発券所で並んでいると、大和が私をまじまじ見ながらこう言った。
「しおちゃん、そんな小さかったっけ?」
「いつもはヒールを履いてるからね」
「スニーカーの方が楽でしょ」
俺のとお揃い~って、自分の足を見せてくる。「楽だけど、変な感じ」
「館内は滑りやすいところもあるからスニーカーの方が安心だよ。
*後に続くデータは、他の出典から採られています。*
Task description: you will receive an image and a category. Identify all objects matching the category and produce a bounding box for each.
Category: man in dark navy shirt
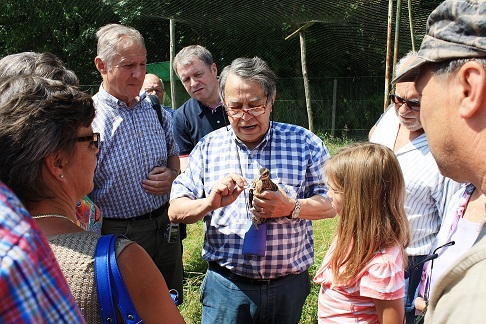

それに、よく似合ってる」
眩しい笑顔。
大和ってこんなに格好良かったっけ?
シンプルなインナーの上にベージュのテーラードジャケットを羽織り、下は黒のテーパードパンツ。
髪の毛もワックスでセットしており、普段と全然違う人みたい。
「(やだな、ますます大和を意識してしまう)」
急に落ち着かない気持ちになった私は、話題を変えた。
「そういえばさ、今度合コン行くの」
「は? 合コン?」
「うん、後輩の旭日に誘われてね」
「ふーん。
誘われたら行くんだ」
「どういう意味?」
「別に」
不機嫌そうに答えた大和は、そっぽを向いてしまった。
何よ。そんな露骨に嫌そうな顔をしなくてもいいじゃない?
たかだか合コンに行くくらいで……というか大和が不機嫌になる理由なんて――――。